Arthur was an experiencd pilot and had been warned that the runway they were landing on was very short so he was being extra careful. When the plane approached the runway it seemed even shorter than he had imagined. But he was a good pilot and he knew he could do this. He went down extra slow and touched the ground right at the edge of the runway. He applied maximum brakes, things were flying around in the cabin and the passengers were screaming in panic. But Arthur got the plane to stop an inch from the other edge of the runway. He turned to his co-pilot Delbert and said:
- That was the shortest runway I have ever seen in my whole life.
- Yeah, said Delbert, and look how wide it is.
An American lawyer went hiking with his Czech associates.
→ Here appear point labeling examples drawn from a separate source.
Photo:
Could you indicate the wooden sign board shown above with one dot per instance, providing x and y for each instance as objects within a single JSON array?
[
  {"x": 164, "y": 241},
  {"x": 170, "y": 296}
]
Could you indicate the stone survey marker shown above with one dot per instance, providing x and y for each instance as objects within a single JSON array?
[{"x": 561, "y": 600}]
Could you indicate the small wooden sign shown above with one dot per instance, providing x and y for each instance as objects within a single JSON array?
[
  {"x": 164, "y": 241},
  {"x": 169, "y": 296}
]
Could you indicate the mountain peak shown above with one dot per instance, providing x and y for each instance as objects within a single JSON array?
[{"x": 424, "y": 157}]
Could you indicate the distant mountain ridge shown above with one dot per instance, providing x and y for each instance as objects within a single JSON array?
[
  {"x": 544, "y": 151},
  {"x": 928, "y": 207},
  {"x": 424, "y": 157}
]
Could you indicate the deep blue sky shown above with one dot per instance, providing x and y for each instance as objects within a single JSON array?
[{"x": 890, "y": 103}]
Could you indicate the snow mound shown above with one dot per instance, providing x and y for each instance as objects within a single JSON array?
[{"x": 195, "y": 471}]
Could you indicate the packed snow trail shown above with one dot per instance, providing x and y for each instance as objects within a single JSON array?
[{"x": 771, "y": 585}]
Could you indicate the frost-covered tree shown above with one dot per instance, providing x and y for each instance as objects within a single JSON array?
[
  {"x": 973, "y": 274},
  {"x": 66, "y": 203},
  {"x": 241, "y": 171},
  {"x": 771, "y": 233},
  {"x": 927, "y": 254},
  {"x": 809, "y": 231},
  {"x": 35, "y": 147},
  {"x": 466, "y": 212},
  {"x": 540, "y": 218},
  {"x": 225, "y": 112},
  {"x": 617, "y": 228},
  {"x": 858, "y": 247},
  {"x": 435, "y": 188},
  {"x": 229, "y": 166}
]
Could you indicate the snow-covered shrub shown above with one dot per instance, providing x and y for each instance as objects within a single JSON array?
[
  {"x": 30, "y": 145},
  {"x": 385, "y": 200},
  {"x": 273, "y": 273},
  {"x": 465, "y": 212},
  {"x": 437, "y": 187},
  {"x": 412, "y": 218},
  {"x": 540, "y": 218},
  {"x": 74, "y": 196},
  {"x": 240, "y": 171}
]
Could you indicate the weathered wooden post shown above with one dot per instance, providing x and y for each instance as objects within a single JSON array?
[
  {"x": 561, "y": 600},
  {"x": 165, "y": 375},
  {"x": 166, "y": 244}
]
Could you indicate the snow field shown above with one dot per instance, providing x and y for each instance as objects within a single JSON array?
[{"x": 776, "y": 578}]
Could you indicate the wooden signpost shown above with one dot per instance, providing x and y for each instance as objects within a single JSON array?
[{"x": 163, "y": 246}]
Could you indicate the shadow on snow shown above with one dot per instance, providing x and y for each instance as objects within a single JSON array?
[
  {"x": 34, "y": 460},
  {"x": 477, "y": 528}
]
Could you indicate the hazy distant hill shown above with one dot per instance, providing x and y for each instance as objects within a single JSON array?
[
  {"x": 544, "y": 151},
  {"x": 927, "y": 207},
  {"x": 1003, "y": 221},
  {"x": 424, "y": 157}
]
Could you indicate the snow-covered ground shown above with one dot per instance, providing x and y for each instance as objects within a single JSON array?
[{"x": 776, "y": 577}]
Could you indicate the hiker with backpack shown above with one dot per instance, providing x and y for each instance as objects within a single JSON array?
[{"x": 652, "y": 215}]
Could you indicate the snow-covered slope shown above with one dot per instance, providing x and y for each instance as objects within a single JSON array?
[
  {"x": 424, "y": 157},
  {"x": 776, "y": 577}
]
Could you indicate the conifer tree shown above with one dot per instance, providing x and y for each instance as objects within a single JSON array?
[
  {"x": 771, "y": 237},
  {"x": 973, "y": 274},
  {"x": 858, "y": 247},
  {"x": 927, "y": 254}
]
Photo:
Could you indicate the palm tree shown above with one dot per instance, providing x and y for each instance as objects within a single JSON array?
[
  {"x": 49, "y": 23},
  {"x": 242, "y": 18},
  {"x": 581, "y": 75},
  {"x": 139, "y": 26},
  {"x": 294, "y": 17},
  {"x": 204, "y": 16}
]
Unfortunately, they met with a couple of bears, a female and a male. The lawyer was quick and climbed up the tree. His Czech was not lucky. The male bear swallowed him whole. After a while the bears left, the lawyer quickly went into town to get the police. They came back into the woods, found the two bears sitting under a tree. The lawyer told the police ''There that's the one, the male on the right.'' The police then aimed his gun and shot the female. The lawyer was confused, so he shouted ''What the heck are you shooting the female one for?''. The police replied ''''Would YOU believe a lawyer who told you that the Czech was in the Male?'' .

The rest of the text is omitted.